Два удара — пауза — два удара… Один — пауза — пять… Три — пауза — три… и так далее.
Но за стеной по-прежнему тихо.
Долгий пронзительный свисток. Слышен зычный рык дежурного Ленцера:
— «A-один»! По койкам!
Семь часов, время сна.
Торстен снимает, с соломенного тюфяка два одеяла, перетряхивает солому и начинает раздеваться. Наливает полный таз холодной воды и обтирается.
Торстен лежит на своем соломенном тюфяке. Семь часов. На дворе еще совсем светло. Семь часов. В это время люди идут в театр, кино; в это время начинаются собрания, заседания. Еще, наверное, и солнце не скрылось. Как чудесны эти дни перехода от лета к осени! Поспевают плоды, листва начинает отливать золотом. Ах, не надо думать об этом! Не надо!
Обертруппфюрер Мейзель, труппфюрер Тейч и матрос-штурмовик Нусбек входят в караульную при отделении «А-1». Там сидят только Лерцер и Кениг.
— Роберт, пойдешь с нами? Мы хотим проведать Кольтвица, — обращается Мейзель к Ленцеру.
— Ступай сам, мне неохота.
— А ты? — спрашивает он Кенига.
— Да этот Кольтвиц еще от предыдущей порки не опомнился.
— Вот важное дело!
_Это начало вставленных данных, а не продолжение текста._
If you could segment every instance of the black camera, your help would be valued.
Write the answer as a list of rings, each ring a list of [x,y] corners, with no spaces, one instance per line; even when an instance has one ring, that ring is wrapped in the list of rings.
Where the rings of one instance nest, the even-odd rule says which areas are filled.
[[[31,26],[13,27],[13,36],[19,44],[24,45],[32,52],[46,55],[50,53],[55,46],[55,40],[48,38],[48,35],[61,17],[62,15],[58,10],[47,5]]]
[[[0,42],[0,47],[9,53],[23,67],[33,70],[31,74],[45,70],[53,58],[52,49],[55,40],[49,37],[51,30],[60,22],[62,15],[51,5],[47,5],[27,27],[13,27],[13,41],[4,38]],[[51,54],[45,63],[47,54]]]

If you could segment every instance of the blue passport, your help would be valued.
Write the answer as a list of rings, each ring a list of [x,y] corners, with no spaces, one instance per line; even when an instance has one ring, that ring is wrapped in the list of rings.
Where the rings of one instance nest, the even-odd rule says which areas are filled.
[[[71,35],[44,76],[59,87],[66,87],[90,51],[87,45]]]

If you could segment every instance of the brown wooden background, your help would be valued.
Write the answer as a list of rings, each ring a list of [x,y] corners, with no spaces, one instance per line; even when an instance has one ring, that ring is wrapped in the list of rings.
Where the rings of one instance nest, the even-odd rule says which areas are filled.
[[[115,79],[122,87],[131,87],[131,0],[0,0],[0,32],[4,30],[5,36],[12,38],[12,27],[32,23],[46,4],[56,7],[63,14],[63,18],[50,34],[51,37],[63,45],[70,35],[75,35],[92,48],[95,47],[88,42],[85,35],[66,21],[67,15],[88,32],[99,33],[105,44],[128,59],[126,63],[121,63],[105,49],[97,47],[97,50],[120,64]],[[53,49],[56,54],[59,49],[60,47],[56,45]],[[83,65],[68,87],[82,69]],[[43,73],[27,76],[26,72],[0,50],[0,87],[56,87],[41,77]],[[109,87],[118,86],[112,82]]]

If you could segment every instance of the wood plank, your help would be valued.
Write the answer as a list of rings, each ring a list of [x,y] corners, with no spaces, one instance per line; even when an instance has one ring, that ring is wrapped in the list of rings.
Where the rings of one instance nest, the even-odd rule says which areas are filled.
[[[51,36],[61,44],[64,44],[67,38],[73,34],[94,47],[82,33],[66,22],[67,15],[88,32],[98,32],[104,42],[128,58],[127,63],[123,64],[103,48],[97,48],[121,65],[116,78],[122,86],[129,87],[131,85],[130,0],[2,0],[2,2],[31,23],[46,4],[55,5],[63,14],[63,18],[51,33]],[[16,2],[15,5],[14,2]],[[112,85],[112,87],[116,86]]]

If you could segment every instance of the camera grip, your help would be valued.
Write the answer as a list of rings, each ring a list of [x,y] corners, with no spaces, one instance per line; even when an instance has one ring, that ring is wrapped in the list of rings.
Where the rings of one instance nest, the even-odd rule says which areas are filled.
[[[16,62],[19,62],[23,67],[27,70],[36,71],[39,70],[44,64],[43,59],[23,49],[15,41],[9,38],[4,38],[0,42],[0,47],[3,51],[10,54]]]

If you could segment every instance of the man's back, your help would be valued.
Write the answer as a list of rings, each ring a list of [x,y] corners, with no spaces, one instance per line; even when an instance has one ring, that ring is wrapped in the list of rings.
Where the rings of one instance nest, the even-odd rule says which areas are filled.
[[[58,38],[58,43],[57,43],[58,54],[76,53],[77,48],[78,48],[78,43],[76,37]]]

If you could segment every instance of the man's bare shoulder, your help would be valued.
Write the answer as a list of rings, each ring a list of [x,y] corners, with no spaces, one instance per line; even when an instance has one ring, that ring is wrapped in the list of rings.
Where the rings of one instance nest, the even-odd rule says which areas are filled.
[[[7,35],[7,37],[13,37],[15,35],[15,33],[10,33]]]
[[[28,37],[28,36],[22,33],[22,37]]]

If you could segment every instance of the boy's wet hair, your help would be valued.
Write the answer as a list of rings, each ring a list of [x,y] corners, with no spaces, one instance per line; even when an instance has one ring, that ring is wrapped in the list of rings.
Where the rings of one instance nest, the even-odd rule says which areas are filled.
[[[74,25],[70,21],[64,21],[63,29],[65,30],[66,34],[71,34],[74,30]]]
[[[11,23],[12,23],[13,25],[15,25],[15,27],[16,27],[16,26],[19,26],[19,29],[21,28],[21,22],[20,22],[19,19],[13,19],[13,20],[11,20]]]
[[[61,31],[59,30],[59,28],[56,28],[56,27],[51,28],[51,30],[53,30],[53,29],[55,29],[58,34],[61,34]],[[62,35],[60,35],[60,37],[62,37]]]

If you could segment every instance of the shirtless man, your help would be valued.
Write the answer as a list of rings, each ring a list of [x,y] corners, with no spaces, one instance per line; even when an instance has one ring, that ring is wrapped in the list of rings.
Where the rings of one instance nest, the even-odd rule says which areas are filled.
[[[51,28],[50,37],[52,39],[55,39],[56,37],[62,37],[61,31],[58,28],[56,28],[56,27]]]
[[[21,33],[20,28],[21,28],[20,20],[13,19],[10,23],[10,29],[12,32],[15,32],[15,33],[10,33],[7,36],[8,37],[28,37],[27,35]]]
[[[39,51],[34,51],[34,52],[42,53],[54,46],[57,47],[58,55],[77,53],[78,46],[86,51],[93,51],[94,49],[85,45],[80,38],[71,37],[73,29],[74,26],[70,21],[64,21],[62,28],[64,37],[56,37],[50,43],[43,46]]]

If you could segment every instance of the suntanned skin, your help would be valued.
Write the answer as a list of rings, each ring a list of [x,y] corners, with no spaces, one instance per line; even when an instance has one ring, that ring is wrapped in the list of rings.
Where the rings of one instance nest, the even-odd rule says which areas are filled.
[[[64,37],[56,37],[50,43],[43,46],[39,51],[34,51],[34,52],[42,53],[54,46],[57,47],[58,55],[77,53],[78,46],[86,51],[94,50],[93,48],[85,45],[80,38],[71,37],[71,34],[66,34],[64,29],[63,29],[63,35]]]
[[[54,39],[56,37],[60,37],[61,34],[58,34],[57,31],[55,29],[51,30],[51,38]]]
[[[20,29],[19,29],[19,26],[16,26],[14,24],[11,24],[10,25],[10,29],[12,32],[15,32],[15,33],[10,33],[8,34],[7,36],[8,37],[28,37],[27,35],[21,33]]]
Эту еврейскую сволочь нужно каждый день пороть.
Но Кениг отказывается. Мейзель снова глядит волком. Он чует, что дело неладно. Уж не замышляют ли они против него заговор? Ну, он этого дожидаться не станет. И, не прощаясь, Мейзель уходит со своими спутниками.
— Ишь озверевший хам! — ворчит Кениг. — Я бы на твоем месте вообще не позволял пороть людей у себя в отделении помимо приказа.
— Ерунда, ведь дело идет об этом еврее из Любека!
— Безразлично. Попробовал бы этот Мейзель сунуться в мое отделение!
— Ты знаешь, он бы меня со свету сжил, если бы я ему сказал хоть слово. Да и не желаю я ему мешать, по мне, пускай перебьет всю эту сволочь.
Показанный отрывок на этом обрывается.